Unlike cereal, Jarret Doege doesn’t belong in a bowl

Since Jarret Doege’s impressive debut as West Virginia’s starting quarterback, a debate has arise among Mountaineer Nation. If the Mountaineers win their final two games and become bowl eligible, should Doege play that game?

The question arises because of the NCAA’s new redshirt rules this year. Players can play in as many as four games and still qualify for a redshirt season. Doege made his Mountaineer debut in mop up duty in the 38-17 home loss to Texas Tech two weeks ago. He followed that up with with his first start in WVU’s 24-20 upset of Kansas State in Manhattan, Kan.

Doege figures to maintain his role as Mountaineers starter in their last two games, at home against Oklahoma State and the season finale at TCU. That would bump Doege up to the maximum four games to keep his redshirt.

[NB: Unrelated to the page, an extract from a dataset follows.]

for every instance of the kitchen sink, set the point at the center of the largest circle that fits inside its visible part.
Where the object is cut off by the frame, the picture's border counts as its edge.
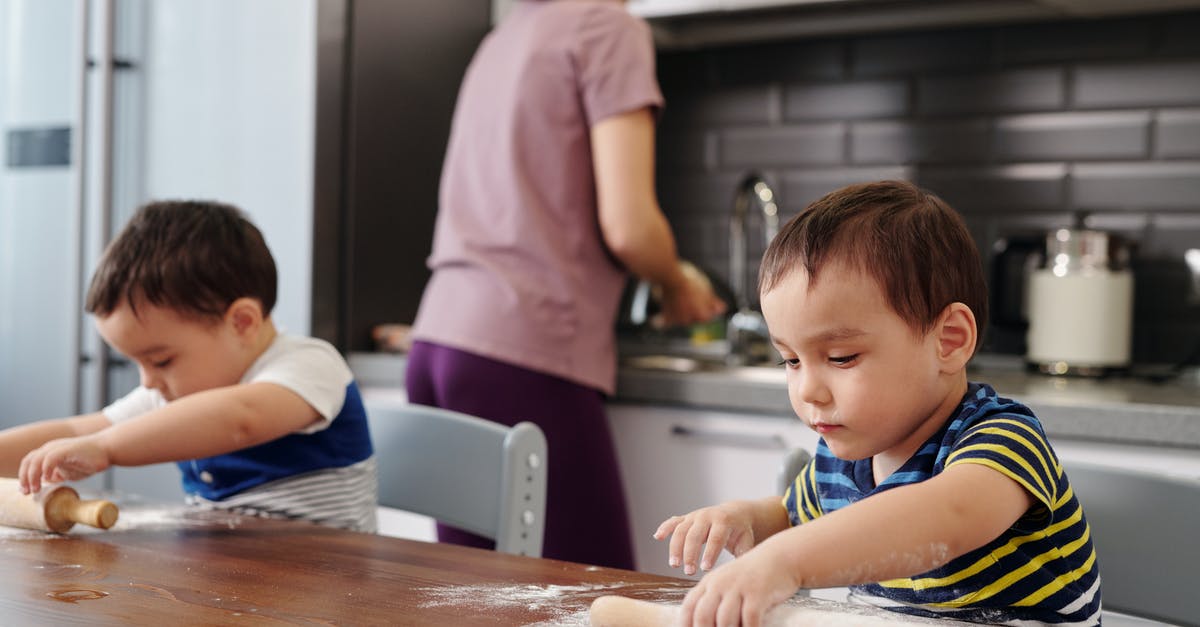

If WVU wins both and plays in a bowl, if Doege played in that he would lose an entire year of eligibility.

Debating whether Doege should play in a WVU bowl game is akin to budgeting lottery winnings upon buying a ticket. It’s fun to contemplate, but probably isn’t going to happen.

But for the purposes of this column, lets say the Mountaineers hit this particular lottery and end the season on a three-game winning streak. Should Doege play in that game?

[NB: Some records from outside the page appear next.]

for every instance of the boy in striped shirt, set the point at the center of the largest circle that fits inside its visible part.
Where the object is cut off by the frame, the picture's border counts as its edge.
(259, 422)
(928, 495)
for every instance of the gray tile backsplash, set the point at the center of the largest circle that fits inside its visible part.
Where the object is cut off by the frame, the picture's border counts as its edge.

Short answer: No. Long answer: Noooooooooooooooo.

It would be coaching malpractice for Neal Brown to burn Doege’s redshirt for a minor bowl game. Contrary to popular opinion, qualifying for a minor bowl game isn’t meaningless. For a first-year coach looking to build a program, those extra 15 practices a bowl game provides can be a godsend.

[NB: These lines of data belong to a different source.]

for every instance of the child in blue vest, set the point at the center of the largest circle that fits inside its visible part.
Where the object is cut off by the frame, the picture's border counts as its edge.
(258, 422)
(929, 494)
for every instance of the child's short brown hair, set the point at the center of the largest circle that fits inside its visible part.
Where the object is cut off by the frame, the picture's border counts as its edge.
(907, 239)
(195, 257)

But winning or losing the game? Ya, that’s pretty meaningless. Big picture, does it really matter if WVU beats Temple in the SERVPRO First Responders Bowl? It certainly of less consequence than having Doege available for the 2021 season.

It’s a question that probably isn’t going to be asked. But if it is, and WVU does go bowling in 2019, Jarret Doege needs to stay at the snack bar.